Strange Day at TESCO

So, we are located at the largest refugee center on the Polish border. It’s vast. The services being offered are mind boggling. Everything from a children’s playroom staffed by volunteers and entertainers, to a service that helps with paperwork to enter a host country and finds sponsors, to medical personnel – both physical and mental health support, to security and protection, etc. etc. And of course the WCK meals – 3/day, open 7 days/week, 24hours/day, 12 hour/day shifts. This is like a small town where rumors fly and there’s no privacy. However, things have been changing here. There are fewer and fewer people coming here. There are many arriving at the Przemysl train station and they have no where to sleep. Apparently, they are having to move on. There are rumors that TESCO is closing down. Then the rumor is it’s not closing down. Then the rumor is that refugees have to move on beyond Przemysl. Then people arrive today. The rumor that’s at least mostly true is that the towns’ people and the town government seem to be in conflict over having the refugee center here, and first one group then the other dominates.
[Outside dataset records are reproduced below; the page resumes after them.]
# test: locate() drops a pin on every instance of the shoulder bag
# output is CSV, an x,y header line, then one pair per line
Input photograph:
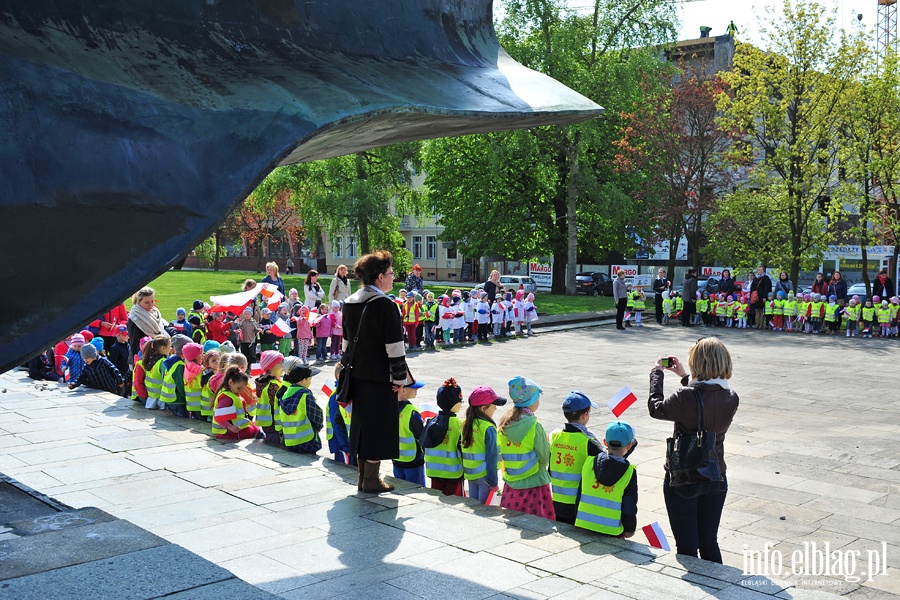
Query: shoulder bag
x,y
342,393
691,457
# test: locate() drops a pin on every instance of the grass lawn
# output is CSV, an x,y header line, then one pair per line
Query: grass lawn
x,y
181,288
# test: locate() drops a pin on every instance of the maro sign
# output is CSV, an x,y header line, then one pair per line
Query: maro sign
x,y
630,270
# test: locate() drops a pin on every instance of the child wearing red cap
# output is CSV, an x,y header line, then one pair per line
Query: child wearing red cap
x,y
193,381
480,453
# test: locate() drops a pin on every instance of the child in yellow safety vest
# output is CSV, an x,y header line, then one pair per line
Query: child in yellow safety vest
x,y
569,449
192,378
337,428
267,386
155,353
607,502
230,420
481,455
525,453
410,464
299,416
440,440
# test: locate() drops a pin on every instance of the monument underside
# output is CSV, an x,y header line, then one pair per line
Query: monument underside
x,y
132,129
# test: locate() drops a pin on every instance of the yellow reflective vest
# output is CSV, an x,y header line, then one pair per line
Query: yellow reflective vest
x,y
600,506
568,451
445,459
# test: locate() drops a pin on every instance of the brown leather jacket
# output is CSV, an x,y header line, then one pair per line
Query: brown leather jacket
x,y
719,406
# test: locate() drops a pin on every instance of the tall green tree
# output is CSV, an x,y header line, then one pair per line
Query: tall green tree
x,y
559,187
364,194
789,101
871,154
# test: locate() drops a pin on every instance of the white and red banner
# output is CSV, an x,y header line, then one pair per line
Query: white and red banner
x,y
621,401
281,329
656,537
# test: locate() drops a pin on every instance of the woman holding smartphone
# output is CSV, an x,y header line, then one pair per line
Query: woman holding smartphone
x,y
695,510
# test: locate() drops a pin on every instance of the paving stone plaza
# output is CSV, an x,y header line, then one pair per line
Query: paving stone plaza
x,y
812,458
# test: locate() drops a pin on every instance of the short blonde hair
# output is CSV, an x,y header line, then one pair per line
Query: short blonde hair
x,y
709,359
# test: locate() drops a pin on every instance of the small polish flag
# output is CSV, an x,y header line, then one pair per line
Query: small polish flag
x,y
281,328
621,401
656,537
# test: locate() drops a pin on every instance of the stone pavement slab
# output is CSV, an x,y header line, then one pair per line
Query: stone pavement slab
x,y
807,463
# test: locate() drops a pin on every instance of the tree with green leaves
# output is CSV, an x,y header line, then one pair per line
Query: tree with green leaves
x,y
364,194
789,101
555,190
871,154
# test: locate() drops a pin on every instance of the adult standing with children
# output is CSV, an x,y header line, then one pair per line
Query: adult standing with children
x,y
274,278
376,367
312,291
620,296
340,286
759,291
144,319
695,506
660,285
414,281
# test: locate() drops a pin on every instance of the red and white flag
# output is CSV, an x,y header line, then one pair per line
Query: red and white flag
x,y
656,537
274,301
280,328
621,401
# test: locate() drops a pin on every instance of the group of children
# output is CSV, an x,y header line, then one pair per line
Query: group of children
x,y
806,313
569,476
463,316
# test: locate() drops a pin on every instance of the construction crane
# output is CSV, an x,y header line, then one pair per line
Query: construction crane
x,y
886,30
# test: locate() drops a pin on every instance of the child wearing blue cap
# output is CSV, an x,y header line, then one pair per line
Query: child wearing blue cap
x,y
410,464
525,452
607,500
570,447
441,441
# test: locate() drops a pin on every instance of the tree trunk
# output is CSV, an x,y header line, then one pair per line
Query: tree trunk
x,y
217,249
571,221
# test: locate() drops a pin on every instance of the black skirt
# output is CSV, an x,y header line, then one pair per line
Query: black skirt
x,y
375,426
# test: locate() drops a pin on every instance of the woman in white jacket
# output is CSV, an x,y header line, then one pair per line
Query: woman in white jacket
x,y
312,291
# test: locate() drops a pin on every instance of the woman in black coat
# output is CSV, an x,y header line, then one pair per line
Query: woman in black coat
x,y
726,284
377,368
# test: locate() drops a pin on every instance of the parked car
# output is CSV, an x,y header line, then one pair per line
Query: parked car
x,y
511,283
593,284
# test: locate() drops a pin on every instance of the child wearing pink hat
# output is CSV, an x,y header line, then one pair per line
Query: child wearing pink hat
x,y
267,384
193,378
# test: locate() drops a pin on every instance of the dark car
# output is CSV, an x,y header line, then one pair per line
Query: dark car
x,y
593,284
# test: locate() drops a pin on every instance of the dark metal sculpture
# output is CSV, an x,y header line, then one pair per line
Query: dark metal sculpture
x,y
131,129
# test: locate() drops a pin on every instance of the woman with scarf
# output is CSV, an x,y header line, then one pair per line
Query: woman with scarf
x,y
144,319
340,285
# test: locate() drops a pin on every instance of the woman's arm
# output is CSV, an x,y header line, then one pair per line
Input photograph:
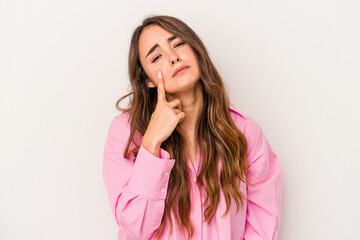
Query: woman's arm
x,y
264,198
136,191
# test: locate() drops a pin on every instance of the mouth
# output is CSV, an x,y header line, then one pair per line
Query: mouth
x,y
180,70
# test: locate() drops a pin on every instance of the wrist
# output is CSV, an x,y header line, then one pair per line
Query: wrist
x,y
152,146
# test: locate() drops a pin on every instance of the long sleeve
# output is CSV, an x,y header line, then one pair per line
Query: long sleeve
x,y
136,189
264,198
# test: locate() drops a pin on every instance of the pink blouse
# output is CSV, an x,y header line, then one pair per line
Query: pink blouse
x,y
137,190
The for sure rumor is that for some reason, ALL paid staff have been let go – ALL, including all the WCK staff – and new staff have been hired to start tomorrow. That’s so crazy, especially because we 3 were on our own during the dinner/evening hours bc our staff were too bummed to work. So we worked. With only a few mishaps.
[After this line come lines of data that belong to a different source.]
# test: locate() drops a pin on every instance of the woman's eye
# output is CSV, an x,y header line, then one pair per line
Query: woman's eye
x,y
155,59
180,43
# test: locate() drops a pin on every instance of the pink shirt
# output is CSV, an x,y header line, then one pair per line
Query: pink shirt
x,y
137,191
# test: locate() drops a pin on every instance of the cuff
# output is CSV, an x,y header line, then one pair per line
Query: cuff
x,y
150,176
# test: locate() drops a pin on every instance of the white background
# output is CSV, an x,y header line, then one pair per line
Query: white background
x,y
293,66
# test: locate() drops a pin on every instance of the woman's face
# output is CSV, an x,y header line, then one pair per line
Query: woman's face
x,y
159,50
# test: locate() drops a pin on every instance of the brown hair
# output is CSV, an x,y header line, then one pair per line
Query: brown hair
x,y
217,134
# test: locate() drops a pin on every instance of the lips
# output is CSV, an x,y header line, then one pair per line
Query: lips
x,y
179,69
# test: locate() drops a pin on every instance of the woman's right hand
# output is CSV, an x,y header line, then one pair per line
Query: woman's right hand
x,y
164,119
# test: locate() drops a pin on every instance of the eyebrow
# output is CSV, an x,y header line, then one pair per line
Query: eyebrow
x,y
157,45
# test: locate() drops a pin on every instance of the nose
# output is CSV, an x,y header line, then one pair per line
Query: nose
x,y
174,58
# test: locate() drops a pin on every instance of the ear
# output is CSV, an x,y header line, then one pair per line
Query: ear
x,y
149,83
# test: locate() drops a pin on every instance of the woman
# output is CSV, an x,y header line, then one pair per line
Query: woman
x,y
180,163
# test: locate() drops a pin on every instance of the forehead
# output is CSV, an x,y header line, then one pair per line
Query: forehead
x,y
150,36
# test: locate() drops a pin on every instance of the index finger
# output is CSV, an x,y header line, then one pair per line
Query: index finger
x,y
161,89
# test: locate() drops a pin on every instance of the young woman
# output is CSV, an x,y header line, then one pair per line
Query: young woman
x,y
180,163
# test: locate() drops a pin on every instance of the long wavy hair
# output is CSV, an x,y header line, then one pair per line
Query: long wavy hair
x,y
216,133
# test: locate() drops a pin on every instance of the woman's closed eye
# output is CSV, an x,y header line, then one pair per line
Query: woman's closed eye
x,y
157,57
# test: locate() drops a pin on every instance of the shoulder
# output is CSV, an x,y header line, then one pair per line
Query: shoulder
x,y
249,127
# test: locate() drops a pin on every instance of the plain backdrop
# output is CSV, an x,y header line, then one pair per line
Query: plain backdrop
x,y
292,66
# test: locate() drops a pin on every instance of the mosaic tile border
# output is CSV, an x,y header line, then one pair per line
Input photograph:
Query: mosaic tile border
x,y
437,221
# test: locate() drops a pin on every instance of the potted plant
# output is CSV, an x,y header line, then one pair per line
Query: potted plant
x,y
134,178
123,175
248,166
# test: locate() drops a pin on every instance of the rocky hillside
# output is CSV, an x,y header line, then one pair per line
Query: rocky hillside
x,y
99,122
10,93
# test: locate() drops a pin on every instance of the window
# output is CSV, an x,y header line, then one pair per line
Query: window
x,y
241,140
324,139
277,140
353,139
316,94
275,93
The bigger news today is that we made contact with a guy at TESCO who has developed a supply chain network in Ukraine where independent drivers are bringing in supplies to different locations, all coordinated to deliver supplies of what’s most needed to the locations where they’re needed. This includes food, medical supplies (of all sorts), home goods, building supplies, etc. etc. They have recently acquired 2 warehouses, and are in the process of renting an old synagogue to house people, especially if TESCO closes. Most of his need is gas for the vans. Apparently, gas in Ukraine is both limited in supply and very expensive, putting obstacles in the way of his supply networks. Over the last 3 days, we have been talking with him and people he works with and we decided to contribute to his endeavor. It also seems to us that the biggest need right now is getting supplies into Ukraine. So your donations are really helping, even though we are not going into Ukraine.

The other activities of the day involved hearing more stories, saying goodbye to our new friends who are going to Amsterdam, Germany, UK, Switzerland, Ireland. They often don’t know anyone where they’re going. They can request a country, and certainly, if they know someone there who can sponsor them, that’s where they go. There are so many young families and young children, including many dads (which we don’t understand). They all seem excited to be going somewhere, though we shared tears with many of them as they told their stories, or thanked us for what we’re doing (which seems so minuscule compared to the need), or talked about family members left behind.

You are all with us as I write this. Again, thank you for your support and love.